My son and I will be there for the 2nd deer hunt also.  We did the dove hunt there this year and it went ok.  I think the weather hurt us more than anything.  The staff there is really nice.  I hope he gets his first deer there.


----------



## NE GA Pappy (Sep 13, 2019)

ktc286 said:


> Been on several hunts with my son and we camped each time.  Unfortunately it rained EVERY time we hunted both during the deer and turkey hunts   Camping is on raised gravel pads.  There is a lantern hook at each and adjacent picnic tables.  It is primitive but nice.  There is a community firepit as well.  The bath house is nice with showers and bathrooms.  The staff is top notch!

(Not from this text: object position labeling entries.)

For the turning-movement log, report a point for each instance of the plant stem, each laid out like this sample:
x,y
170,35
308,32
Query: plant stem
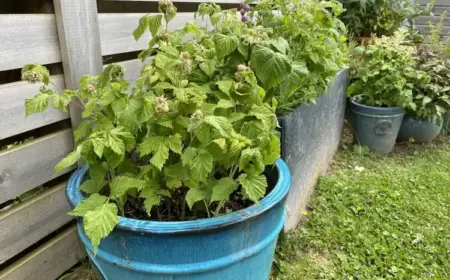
x,y
207,210
219,206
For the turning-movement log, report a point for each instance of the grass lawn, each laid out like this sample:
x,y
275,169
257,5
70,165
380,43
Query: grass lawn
x,y
375,217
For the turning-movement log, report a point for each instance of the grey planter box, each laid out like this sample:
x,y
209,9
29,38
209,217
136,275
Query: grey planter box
x,y
310,138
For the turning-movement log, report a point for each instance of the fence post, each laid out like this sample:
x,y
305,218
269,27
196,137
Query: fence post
x,y
79,40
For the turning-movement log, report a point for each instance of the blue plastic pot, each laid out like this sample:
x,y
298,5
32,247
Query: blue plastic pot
x,y
419,130
239,245
376,127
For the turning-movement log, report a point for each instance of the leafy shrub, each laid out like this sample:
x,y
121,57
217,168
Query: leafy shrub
x,y
380,73
317,46
431,93
380,17
191,139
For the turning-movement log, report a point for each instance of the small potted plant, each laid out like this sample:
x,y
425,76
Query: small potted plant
x,y
182,178
424,121
380,90
314,39
366,20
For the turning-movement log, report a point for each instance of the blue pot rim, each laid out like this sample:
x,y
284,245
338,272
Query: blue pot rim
x,y
376,108
278,193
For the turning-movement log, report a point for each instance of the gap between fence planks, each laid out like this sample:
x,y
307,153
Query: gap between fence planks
x,y
30,221
48,261
41,45
32,164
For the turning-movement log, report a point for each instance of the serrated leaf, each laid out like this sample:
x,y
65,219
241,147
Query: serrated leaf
x,y
251,161
253,187
154,23
160,157
37,104
116,144
189,154
97,171
121,184
174,143
68,161
99,145
60,102
201,165
271,152
222,143
93,186
150,145
223,189
225,104
280,44
88,204
224,44
221,124
194,195
270,67
99,223
225,86
82,130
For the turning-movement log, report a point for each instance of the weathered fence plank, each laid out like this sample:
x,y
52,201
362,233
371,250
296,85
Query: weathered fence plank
x,y
79,35
48,261
32,164
27,39
32,220
12,108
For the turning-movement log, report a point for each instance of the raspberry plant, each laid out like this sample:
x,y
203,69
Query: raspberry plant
x,y
191,137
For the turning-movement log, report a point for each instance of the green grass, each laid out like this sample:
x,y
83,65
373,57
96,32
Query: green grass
x,y
375,217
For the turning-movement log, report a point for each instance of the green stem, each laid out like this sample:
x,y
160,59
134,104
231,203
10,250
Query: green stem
x,y
219,206
207,209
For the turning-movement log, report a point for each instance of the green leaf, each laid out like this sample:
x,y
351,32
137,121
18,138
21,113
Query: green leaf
x,y
99,145
208,67
251,161
93,186
60,102
223,103
223,188
88,204
116,144
224,44
270,67
82,130
194,195
99,223
189,154
121,184
154,23
160,157
201,165
68,161
280,44
150,145
221,124
426,100
253,187
37,104
174,143
225,86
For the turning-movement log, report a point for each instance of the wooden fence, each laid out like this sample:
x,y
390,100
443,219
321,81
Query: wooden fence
x,y
422,23
38,240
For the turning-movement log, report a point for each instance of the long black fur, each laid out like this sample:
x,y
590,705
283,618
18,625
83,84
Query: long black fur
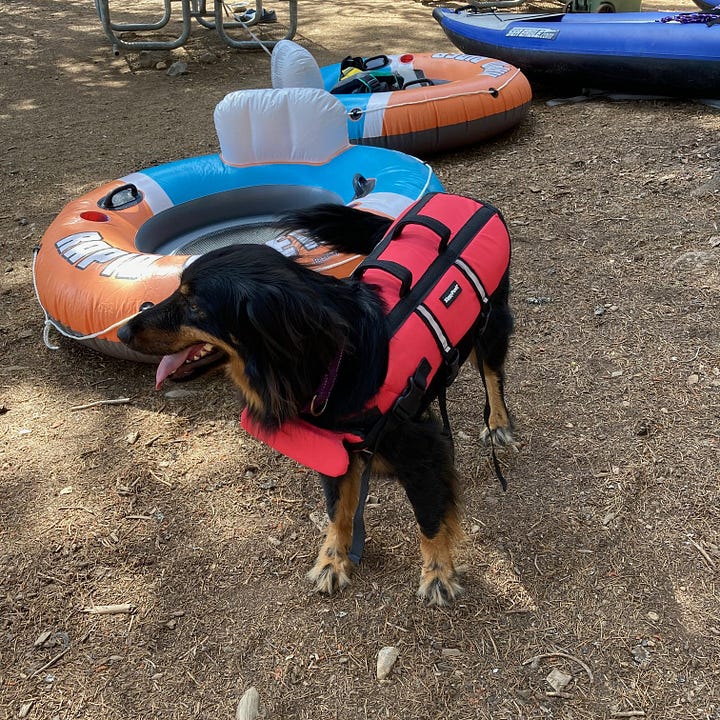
x,y
278,326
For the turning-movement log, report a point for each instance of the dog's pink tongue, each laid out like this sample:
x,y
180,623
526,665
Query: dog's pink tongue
x,y
170,363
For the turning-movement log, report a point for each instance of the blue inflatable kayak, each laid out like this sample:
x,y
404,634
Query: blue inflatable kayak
x,y
660,53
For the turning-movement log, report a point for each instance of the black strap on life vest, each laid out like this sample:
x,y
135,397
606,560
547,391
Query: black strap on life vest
x,y
407,407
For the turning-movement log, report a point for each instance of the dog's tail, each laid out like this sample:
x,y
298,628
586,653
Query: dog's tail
x,y
340,227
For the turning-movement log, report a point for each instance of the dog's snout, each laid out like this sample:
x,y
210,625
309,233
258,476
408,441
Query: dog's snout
x,y
125,334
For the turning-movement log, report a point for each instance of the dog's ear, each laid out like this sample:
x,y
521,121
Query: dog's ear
x,y
296,335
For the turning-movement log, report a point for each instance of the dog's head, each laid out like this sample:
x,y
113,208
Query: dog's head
x,y
246,308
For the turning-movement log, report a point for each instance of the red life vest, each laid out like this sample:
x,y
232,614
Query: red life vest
x,y
435,270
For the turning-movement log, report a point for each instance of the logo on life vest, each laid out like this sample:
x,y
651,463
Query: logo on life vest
x,y
451,294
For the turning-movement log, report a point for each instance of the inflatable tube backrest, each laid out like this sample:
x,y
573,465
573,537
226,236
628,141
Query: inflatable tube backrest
x,y
284,125
292,65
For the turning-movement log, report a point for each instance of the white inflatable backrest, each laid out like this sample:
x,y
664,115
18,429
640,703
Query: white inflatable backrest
x,y
291,65
293,125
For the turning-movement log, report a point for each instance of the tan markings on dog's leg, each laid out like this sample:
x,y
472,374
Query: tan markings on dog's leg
x,y
438,579
498,410
331,571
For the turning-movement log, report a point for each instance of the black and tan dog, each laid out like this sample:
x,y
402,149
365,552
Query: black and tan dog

would you please go hunting again?  

We need the rain.


----------



## delacroix (Sep 13, 2019)

Hate to say it but it almost always rains when we camp out.


----------



## Mk20rockeye (Sep 27, 2019)

My daughter had the 2nd youth hunt last year. We camped the night before the hunt there. it rained. the first day of the hunt it poured. flooded our tent out. luckily we were only an hour and some change from home. That being said, it is a nice little camping area. The DNR guys put out some fishing poles and bait for the kids to use during the day. no luck this year putting in for the hunt. good luck to your kids that will be there this year.


----------



## delacroix (Nov 9, 2019)

Well, y'all should have dry camping. We rented a cabin for the weekend.


----------



## delacroix (Nov 9, 2019)

Can y'all that have been, comment on the blinds? Dirt floor? Room for a couple of bag chairs and a propane heater? I'm trying to figure out what to provide for them to rest the gun off.


----------



## bowbuck (Nov 11, 2019)

delacroix said:


> Can y'all that have been, comment on the blinds? Dirt floor? Room for a couple of bag chairs and a propane heater? I'm trying to figure out what to provide for them to rest the gun off.[/
> 
> The blinds are redneck hunting company blinds. As in the $2500 ones.  They have plenty of room for a couple chairs.  Most have chairs already in them as well.   Its the nicest piece of state land you will ever hunt.  My oldest got his first shot at a deer there and my middle child killed his first deer a 5 pointer last year.  We didn't get drawn this season but hopefully will in the future.
> 
> Good luck it's a great place for the kids.


----------